BEIRUT — A French investigating judge issued an international arrest warrant for the embattled Lebanese central bank chief on Tuesday after he was not questioned in France on corruption charges, a Western diplomat said.
Longtime central bank chief Riad Salameh was due to appear before French prosecutors on Tuesday as part of an ongoing European investigation. Lebanese officials have yet to confirm receipt of the arrest warrant or comment on the developments.
The Western diplomats who confirmed the warrant spoke on condition of anonymity because they were not authorized to speak to the media.
Chanez Mensous, a lawyer for the French anti-corruption NGO Sherpa, which joined other groups in filing a preliminary legal complaint against Salameh and his associates in May 2021, also confirmed that an arrest warrant had been issued.
Shortly after, Salameh issued a statement in response saying he would appeal the decision, calling it a “clear violation”. He also criticized the French judicial process, saying some classified information about the case had been leaked to the media.
A Eurojust team from France, Germany and Luxembourg, which has been conducting a corruption probe into a string of financial crimes, has accused Salameh and a long list of associates from Lebanon’s central bank, as well as Lebanese commercial banks and audit firms. The charges include $330 million in illicit enrichment and money laundering.
Salameh, 72, who has held the post for nearly 30 years, has repeatedly denied all allegations against him. He insisted that his wealth came from his previous job as an investment banker at Merrill Lynch, inherited property and investments.
In March 2022, three European governments froze over $130 million in assets related to the investigation. During a March visit to Lebanon, a European delegation questioned Salameh about Lebanon’s central bank’s assets and investments outside the country, the Paris apartment owned by the governor and his brother Raja Salameh’s brokerage firm, Forry Associates Ltd.
Riad Salameh never received a summons from Paris, despite repeated attempts to serve it, according to a senior Lebanese judicial official. A Lebanese judge sent notices to Salameh several times over the past two weeks, but each time they were returned because the governor was not at the central bank to receive notices, the official said. The judicial officials spoke on condition of anonymity because they were not authorized to speak to the media.
Salame’s whereabouts were unknown on Tuesday, and the central bank did not immediately respond to a request for comment on Salame’s absence from Paris.
The date for Tuesday’s hearing was set last month after Lebanon lifted a travel ban on Salame, who is also being investigated at home. Amid the Lebanese investigation, Beirut prosecutor Raja Hamoush charged Salameh, his brother and a close associate with corruption, including embezzlement, forging documents, in late February , illicit enrichment, money laundering and violation of tax laws.
Salameh, once hailed as the guardian of Lebanon’s financial stability, is increasingly being blamed for the country’s financial collapse. Many say he contributed to the economic crisis that has impoverished three-quarters of Lebanon’s 6 million people.
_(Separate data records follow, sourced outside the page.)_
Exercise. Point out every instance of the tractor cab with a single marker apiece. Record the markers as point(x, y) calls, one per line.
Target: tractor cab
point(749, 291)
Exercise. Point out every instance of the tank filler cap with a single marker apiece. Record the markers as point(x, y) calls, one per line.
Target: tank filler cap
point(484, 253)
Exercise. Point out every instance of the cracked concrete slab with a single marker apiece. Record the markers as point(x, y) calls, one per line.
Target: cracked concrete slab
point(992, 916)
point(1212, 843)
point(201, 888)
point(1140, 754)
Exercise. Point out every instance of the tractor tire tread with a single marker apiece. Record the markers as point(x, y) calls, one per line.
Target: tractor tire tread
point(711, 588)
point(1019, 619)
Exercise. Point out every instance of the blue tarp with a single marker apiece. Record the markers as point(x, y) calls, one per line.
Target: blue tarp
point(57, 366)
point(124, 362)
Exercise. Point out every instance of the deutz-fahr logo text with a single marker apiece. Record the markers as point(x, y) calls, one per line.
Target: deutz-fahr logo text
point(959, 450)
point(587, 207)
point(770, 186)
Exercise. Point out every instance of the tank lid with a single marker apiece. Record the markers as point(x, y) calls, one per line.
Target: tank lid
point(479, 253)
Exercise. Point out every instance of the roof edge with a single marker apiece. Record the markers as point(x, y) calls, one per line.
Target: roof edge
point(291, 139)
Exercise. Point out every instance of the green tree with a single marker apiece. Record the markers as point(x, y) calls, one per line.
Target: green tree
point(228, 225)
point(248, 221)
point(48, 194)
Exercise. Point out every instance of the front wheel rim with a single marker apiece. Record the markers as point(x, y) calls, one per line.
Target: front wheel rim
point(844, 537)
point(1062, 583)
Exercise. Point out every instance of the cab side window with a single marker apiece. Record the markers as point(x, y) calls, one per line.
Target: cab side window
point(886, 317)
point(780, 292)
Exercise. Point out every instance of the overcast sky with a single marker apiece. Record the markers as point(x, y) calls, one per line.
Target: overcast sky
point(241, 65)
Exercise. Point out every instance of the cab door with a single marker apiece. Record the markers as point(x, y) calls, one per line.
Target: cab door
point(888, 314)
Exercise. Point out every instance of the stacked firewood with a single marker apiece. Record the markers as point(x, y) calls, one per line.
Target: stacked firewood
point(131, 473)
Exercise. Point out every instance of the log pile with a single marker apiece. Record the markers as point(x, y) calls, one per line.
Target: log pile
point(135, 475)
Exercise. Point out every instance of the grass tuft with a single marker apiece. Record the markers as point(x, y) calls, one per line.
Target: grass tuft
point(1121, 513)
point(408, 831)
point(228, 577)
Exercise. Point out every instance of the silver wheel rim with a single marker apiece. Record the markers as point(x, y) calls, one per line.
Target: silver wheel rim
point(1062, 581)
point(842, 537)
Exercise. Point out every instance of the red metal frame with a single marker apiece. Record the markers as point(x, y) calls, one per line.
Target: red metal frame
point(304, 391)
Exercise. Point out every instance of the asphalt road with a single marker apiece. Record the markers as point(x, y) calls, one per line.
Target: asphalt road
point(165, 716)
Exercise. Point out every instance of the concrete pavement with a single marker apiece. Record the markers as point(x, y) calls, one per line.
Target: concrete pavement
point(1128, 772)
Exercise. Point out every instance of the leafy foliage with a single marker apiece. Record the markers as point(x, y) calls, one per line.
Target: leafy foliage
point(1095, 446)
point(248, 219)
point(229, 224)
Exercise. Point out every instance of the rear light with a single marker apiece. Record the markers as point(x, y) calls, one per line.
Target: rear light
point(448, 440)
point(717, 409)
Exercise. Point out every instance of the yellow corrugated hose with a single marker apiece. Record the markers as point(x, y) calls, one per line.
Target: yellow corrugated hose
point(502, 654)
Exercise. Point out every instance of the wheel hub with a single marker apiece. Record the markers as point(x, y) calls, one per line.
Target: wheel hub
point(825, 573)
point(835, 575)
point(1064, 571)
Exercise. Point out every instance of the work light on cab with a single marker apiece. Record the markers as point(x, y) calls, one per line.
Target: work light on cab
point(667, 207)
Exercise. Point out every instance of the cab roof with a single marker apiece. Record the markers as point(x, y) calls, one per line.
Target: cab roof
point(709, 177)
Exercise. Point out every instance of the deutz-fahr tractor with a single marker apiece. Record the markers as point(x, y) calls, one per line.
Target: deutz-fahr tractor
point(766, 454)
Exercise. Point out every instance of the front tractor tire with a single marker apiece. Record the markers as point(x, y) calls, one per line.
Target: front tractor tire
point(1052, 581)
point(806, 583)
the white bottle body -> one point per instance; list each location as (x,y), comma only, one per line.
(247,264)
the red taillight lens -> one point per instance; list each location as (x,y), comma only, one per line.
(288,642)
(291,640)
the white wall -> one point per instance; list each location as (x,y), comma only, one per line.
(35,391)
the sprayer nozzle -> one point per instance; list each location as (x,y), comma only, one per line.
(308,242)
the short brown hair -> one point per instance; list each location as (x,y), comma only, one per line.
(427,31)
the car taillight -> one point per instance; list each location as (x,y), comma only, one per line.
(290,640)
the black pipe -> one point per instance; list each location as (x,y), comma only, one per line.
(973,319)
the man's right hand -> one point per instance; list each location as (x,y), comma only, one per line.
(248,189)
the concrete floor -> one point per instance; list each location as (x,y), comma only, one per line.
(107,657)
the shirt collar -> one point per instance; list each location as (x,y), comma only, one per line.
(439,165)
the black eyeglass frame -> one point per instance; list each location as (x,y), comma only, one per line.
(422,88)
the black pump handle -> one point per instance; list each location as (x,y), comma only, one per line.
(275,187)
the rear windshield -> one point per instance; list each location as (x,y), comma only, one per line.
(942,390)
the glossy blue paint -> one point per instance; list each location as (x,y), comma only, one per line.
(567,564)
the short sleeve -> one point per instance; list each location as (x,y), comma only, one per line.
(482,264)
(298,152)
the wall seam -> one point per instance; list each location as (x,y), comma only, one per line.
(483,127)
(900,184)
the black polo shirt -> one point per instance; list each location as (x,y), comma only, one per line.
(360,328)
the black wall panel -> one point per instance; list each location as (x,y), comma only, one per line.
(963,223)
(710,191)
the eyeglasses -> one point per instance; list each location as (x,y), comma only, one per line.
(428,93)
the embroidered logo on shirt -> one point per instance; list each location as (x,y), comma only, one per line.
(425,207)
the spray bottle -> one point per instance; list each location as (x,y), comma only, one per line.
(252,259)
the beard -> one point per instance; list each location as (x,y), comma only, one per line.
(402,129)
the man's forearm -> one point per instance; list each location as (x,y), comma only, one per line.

Lebanon’s banks have since been battered, with millions struggling with soaring inflation, high unemployment and a chaotic cash economy. The cash economy accounts for nearly 46 percent of the country’s gross domestic product, according to a World Bank report released Tuesday, as officials delayed implementing key economic reforms demanded by the international community to bring the economy back to life.
Lebanese Deputy Prime Minister Sadshami criticized Lebanese politicians and “vested interest groups” for obstructing reforms and lacking a sense of urgency to resolve the crisis, saying that “the behavior of the traditional economic class is like living on another planet.”
Salameh’s term ends in July, and while there is no apparent successor, the veteran governor said in a television interview that he plans to step down.
Separately, lawyers representing Salameh, his brother and close associate Marianne Hoayek filed a plea this week in Beirut to suspend the European probe until Lebanon’s own probe into the governor is completed.
Another Lebanese judicial official said the defense team argued that this would ensure the proper administration of justice, while parallel European investigations violated Lebanese sovereignty. They also spoke on condition of anonymity because they were not allowed to speak to the media.
Nadim Houry, head of the Arab Reform Initiative, a Paris-based think tank, said he saw the latest actions by Salameh and Lebanon’s political and financial leaders as an attempt to thwart the European investigation.
Salame “remains protected by a political class closely linked to the Lebanese judiciary,” Houry said. “They know they cannot manipulate the French judicial process like they did in Lebanon.”